Somatostatin is the primary medical therapy for patients with functioning PETs. Over 85% of PETs express receptors for somatostatin,15 and in-vitro studies have shown that secretion of VIP can be inhibited by somatostatin.16 Soga and Yakuwa reported that somatostatin controlled symptoms and normalized VIP levels in 78% of their patients.4 Improvement of symptoms and halting of tumor progression with somatostatin has been noted in some patients who have metastatic disease.4,14,17 Because long-term administration of somatostatin lacks significant side effects, it can be considered for patients who are not good surgical candidates and as a palliative therapy for patients with recurrent disease.

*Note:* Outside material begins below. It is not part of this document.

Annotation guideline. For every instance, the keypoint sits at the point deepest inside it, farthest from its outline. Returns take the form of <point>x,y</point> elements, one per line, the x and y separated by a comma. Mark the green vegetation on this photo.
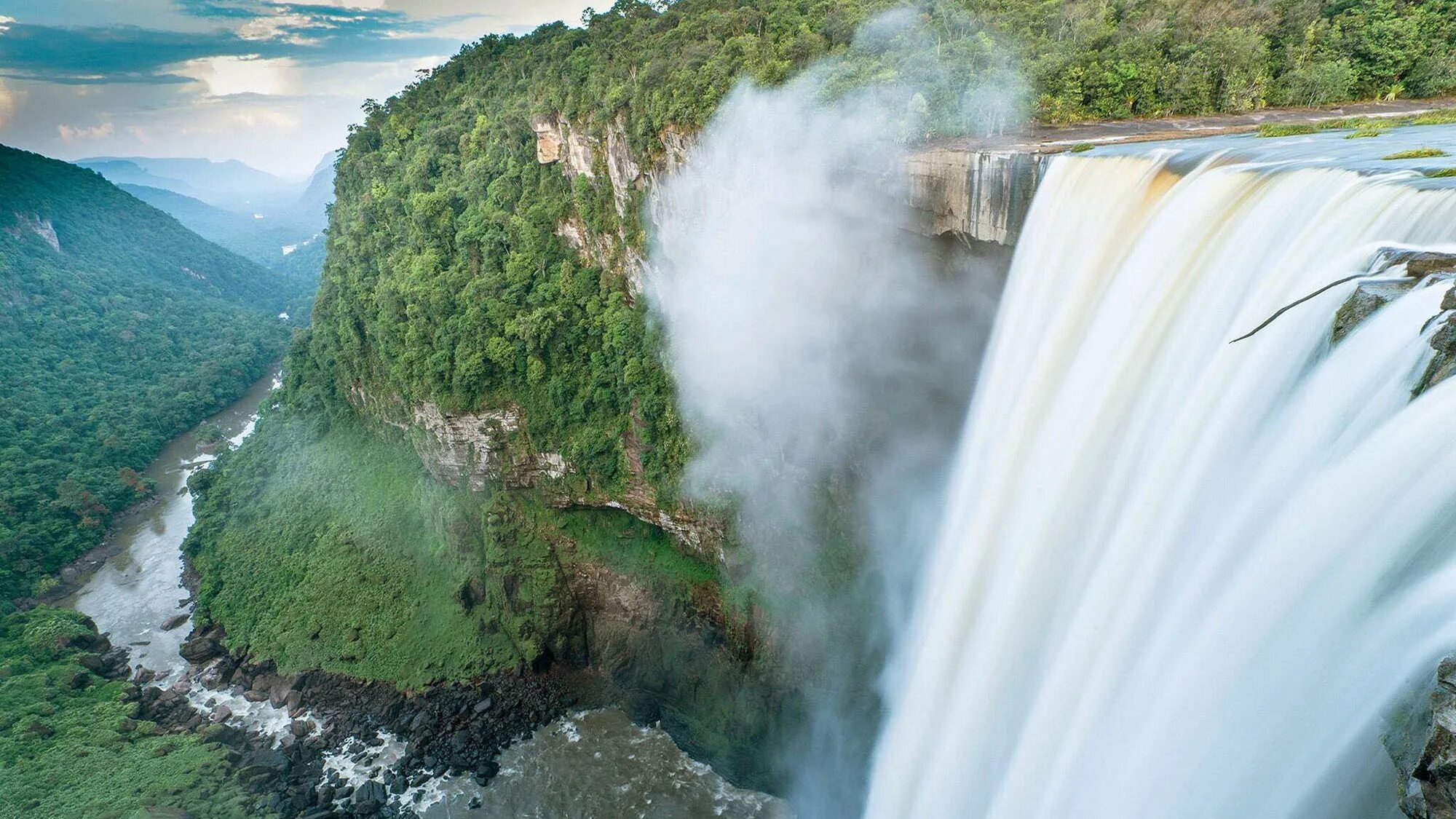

Chemotherapy has been used for patients with metastatic PETs. Most regimens include some combination of interferon, streptozocin, and 5-fluorouracil. Up to half of patients placed on chemotherapy show improvement in their symptoms, regression in tumor size, and increased survival.5 Combining chemotherapy with somatostatin may also have a synergistic effect.5,18
Liver transplants have been documented in patients with PETs that are metastatic to the liver. Florman and colleagues reported 11 patients who underwent orthotopic liver transplantation due to metastatic PETs.8 The 5-year survival rate was 36%. Radio?frequency ablation and chemoembolization of hepatic metastases have been tried with some success.19,20
VIPomas are rare neuroendocrine tumors. They typically present with a constellation of chronic signs and symptoms. This case illustrates that VIPomas sometimes have an acute presentation.